The Monarch’s Way is a 615-mile long-distance footpath that approximates the escape route taken by King Charles II in 1651 after he was defeated in the Battle of Worcester. It runs from Worcester to Brighton and part of the route runs through Dorset.
The Monarch’s Way in Dorset
King Charles II was desperate to escape from England to France and his supporters suggested Charmouth as a possible place to find a passage. The King had already tried to find a ship in Bristol, but it was too well guarded by Cromwellian forces.
One of the King’s supporters Colonel Wyndham knew of two Merchants in Lyme (Regis) who he thought were sympathetic to the Royalist cause. He contacted Captain Ellesdon, who was keen to take on the task, arranging for passage on Captain Limbry’s ship which under the cover of darkness would meet the King at Charmouth. A longboat would be sent to pick up the King at midnight from Charmouth beach. The King took accommodation in Charmouth and all seemed well.
The boat didn’t arrive. Captain Limbry’s wife was a strong Presbyterian. She had heard rumours that the King was in the vicinity and so was suspicious when she heard of Limbry’s sudden trip. She locked him in his room and would not let him out.
The King and his party had no choice but to set out for Bridport. At the same time one of the King’s men aroused suspicions while having his horse shod, the keen eyed blacksmith realised that the shoes he replaced were not a local type.

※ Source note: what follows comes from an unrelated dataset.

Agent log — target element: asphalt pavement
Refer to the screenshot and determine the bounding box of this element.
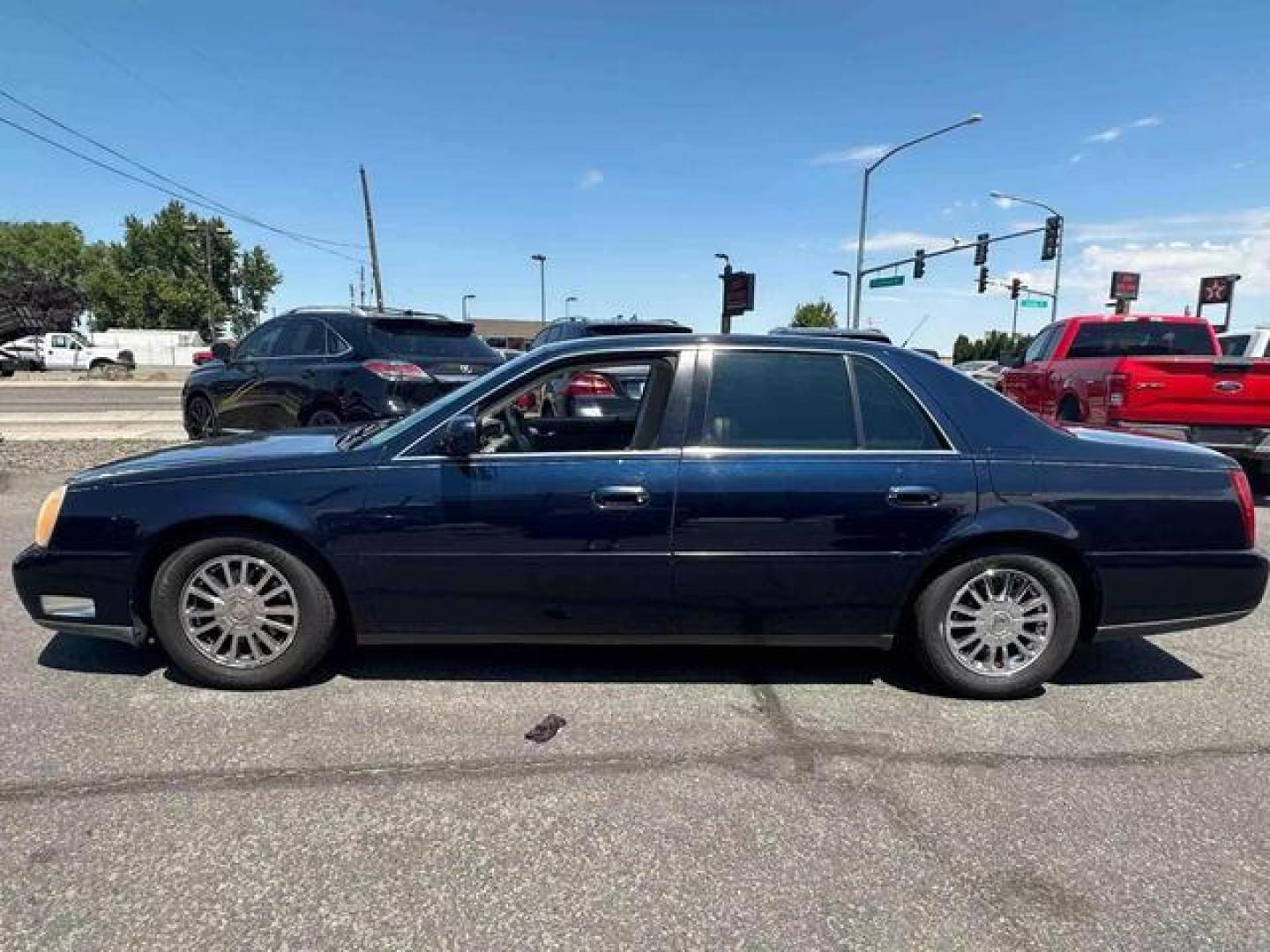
[0,472,1270,951]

He contacted a Cromwellian Captain Macy who set off immediately to Bridport just a few minutes after the King had left. The King was originally aiming for London, but the story goes that he got lost. He and his supporters only knew the route to Trent so he turned north along a small track. This track is commemorated with a stone.
Just a few minutes after the King took this turning Captain Macey arrived, but followed the road to London, missing the King by a few minutes. As the King had very few men with him, he would have been very easily captured and then executed by Cromwell who had a bounty of £1000 on the king’s head.
Good luck and fortune was with The King that day.
The King continued to Broadwindsor, where he stayed at the George Inn, on 23 September 1651. The sign is on a house rebuilt on the site after a fire in 1856 destroyed the original George Inn.
A troop of Roundhead soldiers arrived at the George Inn and once again King Charles was in danger however fortune played its part again, as Roundhead camp follower went into labour allowing the King to escape unnoticed. He passed through Winyard’s Gap (Cheddington) and then on to Somerset.